For Pinballs with analog plunger you have two possibilities:
a.) You just push the button without turning it before. Then the plunger will pull back as long as you press the buton and will release together with the button. That's the same behavior as with the keyboard.
b.) You turn the knob first. After turning a little the position jumps to abot 80% from where you can adjust the desired position. after pressing the button the plunger will be released from that position.
You can adjust the behavior by the constant parameters in the code. I found the settings in the example quite suitable.

Hints...
If the controller works as a joystick, the windows control panel didn't show up the analog position at all. There are free tools available wich show everything propperly.
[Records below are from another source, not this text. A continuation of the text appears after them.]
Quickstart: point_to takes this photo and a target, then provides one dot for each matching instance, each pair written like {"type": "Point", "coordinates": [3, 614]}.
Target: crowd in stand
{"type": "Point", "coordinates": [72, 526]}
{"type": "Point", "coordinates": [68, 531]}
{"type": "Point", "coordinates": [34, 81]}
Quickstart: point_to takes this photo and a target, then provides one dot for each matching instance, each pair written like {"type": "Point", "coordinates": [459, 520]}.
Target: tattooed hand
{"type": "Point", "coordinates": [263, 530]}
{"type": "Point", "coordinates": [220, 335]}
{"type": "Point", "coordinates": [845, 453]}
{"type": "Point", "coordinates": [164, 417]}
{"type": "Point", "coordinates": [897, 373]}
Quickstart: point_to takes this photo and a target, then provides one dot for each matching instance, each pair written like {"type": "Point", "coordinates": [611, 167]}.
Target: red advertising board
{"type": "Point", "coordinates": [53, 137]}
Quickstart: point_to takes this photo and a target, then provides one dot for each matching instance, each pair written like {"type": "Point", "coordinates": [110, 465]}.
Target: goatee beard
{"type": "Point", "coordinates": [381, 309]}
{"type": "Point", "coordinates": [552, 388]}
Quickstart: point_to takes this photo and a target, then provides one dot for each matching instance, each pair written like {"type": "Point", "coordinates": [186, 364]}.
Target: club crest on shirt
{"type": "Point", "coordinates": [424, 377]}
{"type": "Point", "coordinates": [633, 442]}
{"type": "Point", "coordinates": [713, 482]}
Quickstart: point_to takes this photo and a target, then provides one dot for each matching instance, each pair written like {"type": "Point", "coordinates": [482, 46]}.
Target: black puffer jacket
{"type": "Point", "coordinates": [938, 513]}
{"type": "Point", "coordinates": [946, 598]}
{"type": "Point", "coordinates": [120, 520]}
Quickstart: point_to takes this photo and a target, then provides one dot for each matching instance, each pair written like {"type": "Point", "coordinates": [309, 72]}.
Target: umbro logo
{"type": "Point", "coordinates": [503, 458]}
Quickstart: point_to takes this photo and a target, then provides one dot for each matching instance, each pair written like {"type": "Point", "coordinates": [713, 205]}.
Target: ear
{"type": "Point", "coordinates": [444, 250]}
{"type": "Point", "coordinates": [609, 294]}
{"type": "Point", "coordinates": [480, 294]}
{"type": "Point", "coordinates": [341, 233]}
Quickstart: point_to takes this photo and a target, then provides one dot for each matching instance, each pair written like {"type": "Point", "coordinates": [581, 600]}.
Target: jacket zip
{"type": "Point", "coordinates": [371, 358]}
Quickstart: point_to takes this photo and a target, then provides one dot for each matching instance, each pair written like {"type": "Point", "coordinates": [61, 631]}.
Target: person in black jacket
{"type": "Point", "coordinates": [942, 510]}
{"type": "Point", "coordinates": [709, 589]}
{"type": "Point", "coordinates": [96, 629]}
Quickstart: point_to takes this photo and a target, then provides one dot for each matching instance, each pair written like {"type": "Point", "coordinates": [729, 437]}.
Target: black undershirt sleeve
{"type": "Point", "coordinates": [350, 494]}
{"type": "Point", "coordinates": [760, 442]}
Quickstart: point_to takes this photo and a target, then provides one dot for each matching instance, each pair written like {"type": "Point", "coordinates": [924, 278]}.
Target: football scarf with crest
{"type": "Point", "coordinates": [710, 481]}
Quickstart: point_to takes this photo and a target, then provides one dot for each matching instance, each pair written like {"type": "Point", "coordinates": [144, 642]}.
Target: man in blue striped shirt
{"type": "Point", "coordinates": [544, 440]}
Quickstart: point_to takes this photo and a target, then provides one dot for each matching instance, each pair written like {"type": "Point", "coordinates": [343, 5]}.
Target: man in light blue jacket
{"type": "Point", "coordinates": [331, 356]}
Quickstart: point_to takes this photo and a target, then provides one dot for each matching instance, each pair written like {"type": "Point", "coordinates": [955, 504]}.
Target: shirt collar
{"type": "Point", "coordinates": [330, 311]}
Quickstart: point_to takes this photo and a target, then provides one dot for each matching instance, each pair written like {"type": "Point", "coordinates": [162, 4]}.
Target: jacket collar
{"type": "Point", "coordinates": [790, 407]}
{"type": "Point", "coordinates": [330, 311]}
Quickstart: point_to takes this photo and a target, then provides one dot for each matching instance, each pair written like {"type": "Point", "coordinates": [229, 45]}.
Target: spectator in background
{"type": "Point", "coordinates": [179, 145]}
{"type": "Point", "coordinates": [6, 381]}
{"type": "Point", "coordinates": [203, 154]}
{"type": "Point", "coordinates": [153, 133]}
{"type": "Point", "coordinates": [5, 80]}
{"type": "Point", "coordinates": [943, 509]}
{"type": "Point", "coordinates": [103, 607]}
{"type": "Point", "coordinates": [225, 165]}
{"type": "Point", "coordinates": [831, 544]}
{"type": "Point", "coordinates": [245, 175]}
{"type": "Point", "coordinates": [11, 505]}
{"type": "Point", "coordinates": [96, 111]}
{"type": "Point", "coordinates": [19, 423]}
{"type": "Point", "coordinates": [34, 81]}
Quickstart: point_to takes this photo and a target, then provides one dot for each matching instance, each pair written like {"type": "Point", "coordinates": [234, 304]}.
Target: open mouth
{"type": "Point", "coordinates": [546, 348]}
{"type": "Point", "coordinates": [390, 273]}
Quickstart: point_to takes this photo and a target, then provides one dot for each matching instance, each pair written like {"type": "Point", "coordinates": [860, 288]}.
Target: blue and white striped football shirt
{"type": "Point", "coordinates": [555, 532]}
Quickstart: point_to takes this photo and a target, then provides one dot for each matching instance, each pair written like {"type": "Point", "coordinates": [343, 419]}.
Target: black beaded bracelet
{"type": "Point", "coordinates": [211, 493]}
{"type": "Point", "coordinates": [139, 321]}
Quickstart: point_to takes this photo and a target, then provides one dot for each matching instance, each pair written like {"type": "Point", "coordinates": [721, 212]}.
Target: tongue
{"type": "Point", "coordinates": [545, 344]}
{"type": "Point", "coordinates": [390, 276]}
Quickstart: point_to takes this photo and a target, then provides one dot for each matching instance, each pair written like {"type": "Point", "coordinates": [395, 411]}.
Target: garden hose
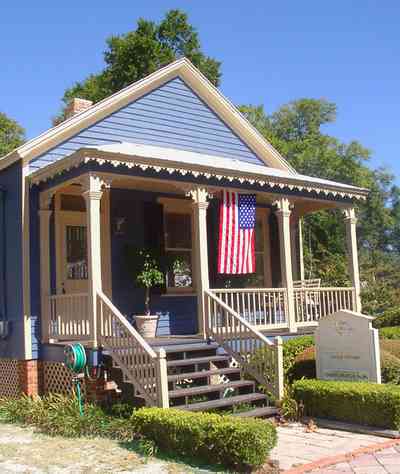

I.E. "VPC Joystick Tester" that is part of the VPS Software.
https://support.virp...ons/47000010107

Or here even online:
https://hardwaretester.com/gamepad
 

It worked for me in VPX if there is only one joystick attached to windows. If there were two or more joysticks, nothing worked. I gues it is because i found no way to choose the joystick within VPX.

 
 

 

 


Edited by ralphberner, 13 January 2025 - 01:27 PM.